El Resurgimiento Global del Sarampión: ¿Amenaza Inminente para la Salud Pública Dominicana?

Con el resurgimiento global del sarampión, la vacunación infantil se vuelve crucial para proteger la salud pública dominicana.
- •El sarampión, antes casi erradicado, resurge globalmente debido a la baja vacunación, la desinformación y la movilidad.
- •La República Dominicana, con su alto flujo turístico y migratorio, es vulnerable a la importación de casos, a pesar de sus históricos programas de vacunación.
- •Se requiere una vigilancia epidemiológica robusta, campañas de concienciación y la acción ciudadana para mantener las altas tasas de vacunación y proteger la salud pública del país y su diáspora.
El sarampión, una enfermedad altamente contagiosa que estuvo a punto de ser erradicada gracias a campañas de vacunación masivas, experimenta un alarmante resurgimiento global. Esta tendencia, verificada y consistente por la Organización Mundial de la Salud (OMS) y la Organización Panamericana de la Salud (OPS), representa un desafío renovado para la salud pública a nivel mundial. Para la República Dominicana y su numerosa diáspora, esta situación no es una estadística lejana, sino una alerta crítica y bien fundamentada que exige vigilancia y acción inmediatas, poniendo a prueba la resiliencia del sistema sanitario nacional.
Este resurgimiento se atribuye a una compleja combinación de factores.
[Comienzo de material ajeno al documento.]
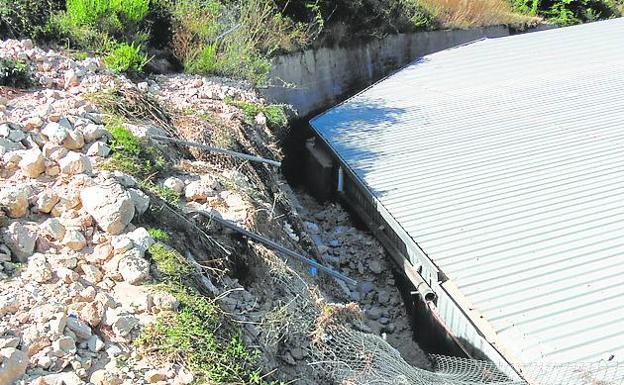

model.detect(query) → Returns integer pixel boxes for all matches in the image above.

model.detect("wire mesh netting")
[265,250,624,385]
[312,324,624,385]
Durante décadas, la vacuna triple viral (MMR) logró reducir drásticamente los casos, cimentando la inmunidad colectiva. Sin embargo, en años recientes, la desinformación en redes sociales ha alimentado movimientos antivacunas, minando la confianza pública. A esto se suman las interrupciones en los servicios de salud rutinarios, exacerbadas por crisis como la pandemia de COVID-19 y conflictos armados, que han dificultado el acceso a la inmunización. Con tasas de vacunación global disminuyendo, organismos como la OMS y la OPS han emitido repetidas alertas sobre picos de sarampión incluso en regiones que lo habían declarado eliminado, subrayando la vulnerabilidad de un mundo interconectado.
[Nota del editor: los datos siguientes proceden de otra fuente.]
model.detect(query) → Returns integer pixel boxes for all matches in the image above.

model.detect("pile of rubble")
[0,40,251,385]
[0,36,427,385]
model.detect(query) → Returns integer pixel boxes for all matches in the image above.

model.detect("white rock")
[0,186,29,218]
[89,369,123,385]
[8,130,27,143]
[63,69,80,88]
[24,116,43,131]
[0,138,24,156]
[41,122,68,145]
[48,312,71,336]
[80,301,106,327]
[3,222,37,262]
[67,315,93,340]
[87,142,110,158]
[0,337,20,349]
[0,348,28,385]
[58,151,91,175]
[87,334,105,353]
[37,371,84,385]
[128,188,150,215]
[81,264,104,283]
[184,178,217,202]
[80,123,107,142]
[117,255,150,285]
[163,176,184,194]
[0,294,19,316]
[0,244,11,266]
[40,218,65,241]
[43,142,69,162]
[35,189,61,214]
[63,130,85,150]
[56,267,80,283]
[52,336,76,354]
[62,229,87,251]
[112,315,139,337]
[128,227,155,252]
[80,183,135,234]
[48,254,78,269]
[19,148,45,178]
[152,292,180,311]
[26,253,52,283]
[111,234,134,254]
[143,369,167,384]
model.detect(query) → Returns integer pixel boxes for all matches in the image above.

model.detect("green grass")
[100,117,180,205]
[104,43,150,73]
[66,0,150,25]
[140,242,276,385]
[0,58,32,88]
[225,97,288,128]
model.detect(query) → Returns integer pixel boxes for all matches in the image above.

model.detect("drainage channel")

Para la República Dominicana, la amenaza es particularmente tangible. A pesar de contar históricamente con robustos programas de vacunación, la alta movilidad de su población —impulsada por el dinámico sector turístico y los constantes viajes de la diáspora dominicana— incrementa significativamente el riesgo de importación de casos desde zonas con brotes activos. La existencia de focos de baja cobertura vacunal en comunidades específicas dentro del territorio nacional podría facilitar una rápida propagación, sobrecargando los servicios pediátricos y de emergencia y generando un considerable impacto socioeconómico en sectores clave como el turismo. Ante este escenario, el Ministerio de Salud Pública de la República Dominicana juega un papel crucial, debiendo fortalecer la vigilancia epidemiológica y asegurar el acceso universal a la vacuna MMR, mientras se contrarresta activamente la desinformación.
La protección contra el sarampión demanda un compromiso colectivo. Es imperativo que la población, especialmente padres, verifique y complete el esquema de vacunación de sus hijos y que los adultos, sobre todo aquellos con planes de viaje o contacto frecuente con viajeros internacionales, confirmen su estado inmunitario. La diáspora dominicana, con fuertes vínculos transnacionales, tiene una doble responsabilidad: mantenerse al día con sus vacunas en sus países de residencia (como Estados Unidos y Europa, donde también hay repuntes) y evitar convertirse en vectores de transmisión inadvertidos al visitar la isla o regresar a sus hogares. Este resurgimiento global es un recordatorio inequívoco de que las victorias sanitarias no son permanentes y requieren un esfuerzo continuo, informado y mancomunado para preservar la salud pública tanto en el país como entre su diáspora.